Agora, com a cisão, o Assaí pode fazer aquisições para continuar crescendo no país? Não há grandes projetos de aquisição. A gente continua muito focado na nossa expansão orgânica. É a maneira com que nós temos conseguido crescer e, desta forma, o retorno sobre o capital para o acionista também é melhor. Mas, obviamente, se surgir alguma oportunidade, algum negócio interessante no meio do caminho, pode ser que ocorra. E, sim, a cisão pode facilitar um pouco nesse sentido, mas não há nenhuma grande mudança estratégica no momento.
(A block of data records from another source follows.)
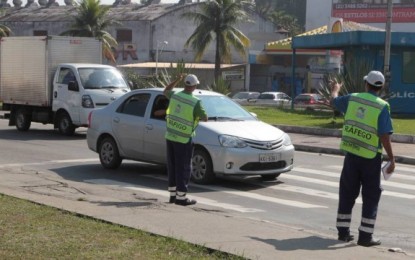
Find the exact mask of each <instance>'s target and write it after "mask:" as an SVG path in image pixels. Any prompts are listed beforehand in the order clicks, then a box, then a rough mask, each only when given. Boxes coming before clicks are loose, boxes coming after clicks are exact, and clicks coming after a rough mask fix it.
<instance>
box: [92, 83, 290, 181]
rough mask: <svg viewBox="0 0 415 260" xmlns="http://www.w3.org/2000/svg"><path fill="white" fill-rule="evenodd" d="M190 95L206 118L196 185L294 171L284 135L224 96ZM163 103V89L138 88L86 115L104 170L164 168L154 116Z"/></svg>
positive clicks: (163, 147)
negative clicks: (223, 177) (205, 115)
mask: <svg viewBox="0 0 415 260" xmlns="http://www.w3.org/2000/svg"><path fill="white" fill-rule="evenodd" d="M193 94H194V95H196V96H197V97H198V98H200V99H201V100H202V103H203V107H204V108H205V109H206V112H207V114H208V116H209V118H208V121H207V122H200V123H199V125H198V126H197V128H196V136H195V137H194V138H193V142H194V153H193V158H192V179H193V181H194V182H196V183H201V184H207V183H211V182H213V181H214V179H215V177H217V176H230V175H245V176H246V175H261V176H262V177H263V178H265V179H275V178H276V177H278V176H279V175H280V174H281V173H283V172H288V171H290V170H291V169H292V168H293V158H294V146H293V144H292V143H291V140H290V137H289V136H288V134H286V133H284V132H283V131H281V130H280V129H278V128H276V127H274V126H271V125H269V124H266V123H264V122H262V121H260V120H258V119H257V118H256V117H254V116H253V115H252V114H251V113H249V112H248V111H246V110H245V109H244V108H242V107H241V106H240V105H238V104H237V103H235V102H233V101H232V100H231V99H229V98H228V97H227V96H224V95H222V94H219V93H216V92H211V91H207V90H199V89H197V90H195V91H194V92H193ZM163 99H166V97H165V96H164V95H163V89H162V88H147V89H137V90H133V91H131V92H129V93H127V94H125V95H124V96H122V97H120V98H119V99H117V100H115V101H114V102H113V103H111V104H109V105H108V106H107V107H105V108H102V109H98V110H94V111H92V112H91V113H90V116H89V128H88V131H87V143H88V147H89V149H91V150H92V151H95V152H97V153H98V154H99V158H100V162H101V164H102V166H103V167H105V168H109V169H116V168H118V167H119V166H120V165H121V162H122V160H123V159H131V160H136V161H144V162H150V163H155V164H166V140H165V138H164V136H165V132H166V121H165V119H164V118H160V117H157V116H155V115H154V111H156V110H159V109H160V108H159V104H160V103H164V102H160V101H161V100H163Z"/></svg>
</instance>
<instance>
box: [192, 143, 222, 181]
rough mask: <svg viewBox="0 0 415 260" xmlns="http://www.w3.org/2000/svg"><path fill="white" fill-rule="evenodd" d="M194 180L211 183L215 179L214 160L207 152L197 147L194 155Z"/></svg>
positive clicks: (193, 153) (193, 160)
mask: <svg viewBox="0 0 415 260" xmlns="http://www.w3.org/2000/svg"><path fill="white" fill-rule="evenodd" d="M191 173H192V180H193V181H194V182H195V183H199V184H211V183H213V182H214V181H215V177H216V176H215V174H214V172H213V166H212V160H211V159H210V156H209V154H208V153H207V152H205V151H203V150H201V149H195V151H194V153H193V157H192V172H191Z"/></svg>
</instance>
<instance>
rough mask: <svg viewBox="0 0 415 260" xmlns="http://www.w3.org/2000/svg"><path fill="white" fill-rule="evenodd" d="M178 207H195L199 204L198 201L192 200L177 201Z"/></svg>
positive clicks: (185, 199) (177, 200)
mask: <svg viewBox="0 0 415 260" xmlns="http://www.w3.org/2000/svg"><path fill="white" fill-rule="evenodd" d="M175 203H176V205H181V206H189V205H194V204H196V203H197V201H195V200H191V199H188V198H186V199H184V200H176V202H175Z"/></svg>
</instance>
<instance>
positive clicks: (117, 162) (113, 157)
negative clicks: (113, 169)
mask: <svg viewBox="0 0 415 260" xmlns="http://www.w3.org/2000/svg"><path fill="white" fill-rule="evenodd" d="M99 160H100V162H101V165H102V166H103V167H104V168H107V169H116V168H118V167H119V166H120V165H121V162H122V159H121V157H120V153H119V152H118V147H117V144H116V143H115V141H114V139H112V138H111V137H106V138H104V139H103V140H102V141H101V143H100V144H99Z"/></svg>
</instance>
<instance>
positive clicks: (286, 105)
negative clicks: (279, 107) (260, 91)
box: [248, 91, 291, 107]
mask: <svg viewBox="0 0 415 260" xmlns="http://www.w3.org/2000/svg"><path fill="white" fill-rule="evenodd" d="M248 104H249V105H258V106H277V107H289V106H290V105H291V97H290V96H288V95H287V94H285V93H284V92H272V91H269V92H262V93H261V94H260V95H259V96H258V98H257V99H254V100H248Z"/></svg>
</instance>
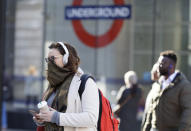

A participação de mercado do Assaí cresceu durante a pandemia. Esse avanço pode ser creditado à quebra de pequenas companhias? Não. O formato vem crescendo de forma sólida. Não houve quebra de players pequenos ou de regionais. O ganho de participação veio dos investimentos feitos em expansão. De modo geral, o formato vem crescendo e ainda há bastante espaço de expansão no Brasil.

Como o senhor prevê a retomada econômica? A minha visão é que, no pós-pandemia, vamos viver um momento de euforia. Todos esses serviços ligados ao turismo, que ficaram presos com a pandemia, devem vir mais forte do que eram antes. Vai ser um período de compensação. A expectativa é que também tenha uma recomposição da mão de obra rapidamente. Se a gente observar ao longo da história, nos períodos pós-guerra, pós-pandemia, pós-gripe espanhola, o que veio foi um período de euforia muito forte. Em 1919, a previsão era de que seria um ano de crise, de dificuldade, mas foi um ano de festa, o maior Carnaval que o Brasil já fez até hoje. Então, é possível que a gente tenha um efeito positivo muito mais forte do que tínhamos em 2019. Vai ser um ‘efeito champanhe’.